GEOS-ESM / jedi_bundle

Repo for building JEDI packages
Apache License 2.0
2 stars 2 forks source link

Move to blobless clones by default? #40

Open mathomp4 opened 2 weeks ago

mathomp4 commented 2 weeks ago

This is an exploratory question for @Dooruk and others here.

Namely, every so often, the route from NASA to GitHub goes through some crazy bad path and it takes forever to clone anything from GitHub.

The SI Team's usual response to this is "Use blobless clones". Indeed, I make a remark about that on my JEDI-GEOS attempt wiki instructions.

Indeed, search the internet and blobless clones are often the default for many now.

So, I'd like to add support for them here. I could pretty easily add the relevant option to:

https://github.com/GEOS-ESM/jedi_bundle/blob/ed1aeed8f146f0d43d6ecdc2df795f1568d2a714/src/jedi_bundle/utils/git.py#L144

and I am 99% sure this wouldn't affect anything. I should invoke @asewnath as #38 also goes near the git bits here.

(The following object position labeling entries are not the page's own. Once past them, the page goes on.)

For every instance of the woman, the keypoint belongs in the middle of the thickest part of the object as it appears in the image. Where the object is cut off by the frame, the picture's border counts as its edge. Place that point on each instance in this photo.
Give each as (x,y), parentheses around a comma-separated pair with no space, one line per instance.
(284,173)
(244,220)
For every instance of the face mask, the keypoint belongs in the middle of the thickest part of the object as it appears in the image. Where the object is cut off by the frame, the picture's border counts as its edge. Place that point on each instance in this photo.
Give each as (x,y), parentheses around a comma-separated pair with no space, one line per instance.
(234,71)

Perhaps instead it should be an true/false key-value in build.yaml to allow users to not do blobless?

I ask for debate.

Dooruk commented 1 week ago

@mathomp4, are you able to run ctests within one of your blobless builds? I'm %98 sure this wouldn't impact anything, but we can test and see. We may want to use some previous versions of certain repos (e.g., CRTM), including some that are dedicated to data only (ufo-data with hashes), but that's just a matter of requesting certain versions.

For the most part, pertaining CI tests and users, there will not be changes made to the JEDI builds that will require tracking history. For developers though, I'm not sure if blobless would impact pushing changes back to JEDI? However, if SI team has been using it in GEOS, that should be fine?

I looked at the article and the video in the link you provided, it all makes sense to me. I didn't know about this issue! JEDI uses git-lfs, but that is only for large file storage, does not impact the histories it seems.

mathomp4 commented 1 week ago

Blobless clones should always be fine if you have internet access. The price you pay for a quick initial clone is that all subsequent GitHub actions will require a call to GitHub. So for example, if you want to check out another branch or tag, it isn't automatically in the clone. Or rather the blob isn't automatically downloaded during cloning, so it must be retrieved from GitHub.

This is why I advise users if they use blob clones somewhere like discover, pretty much all get operations that do something "new" need to be done on a head node rather than a compute node, since the compute node can't see the Internet

mathomp4 commented 1 week ago

But, yes, please test. I was just inspired by being annoyed at slow clones on discover. 😄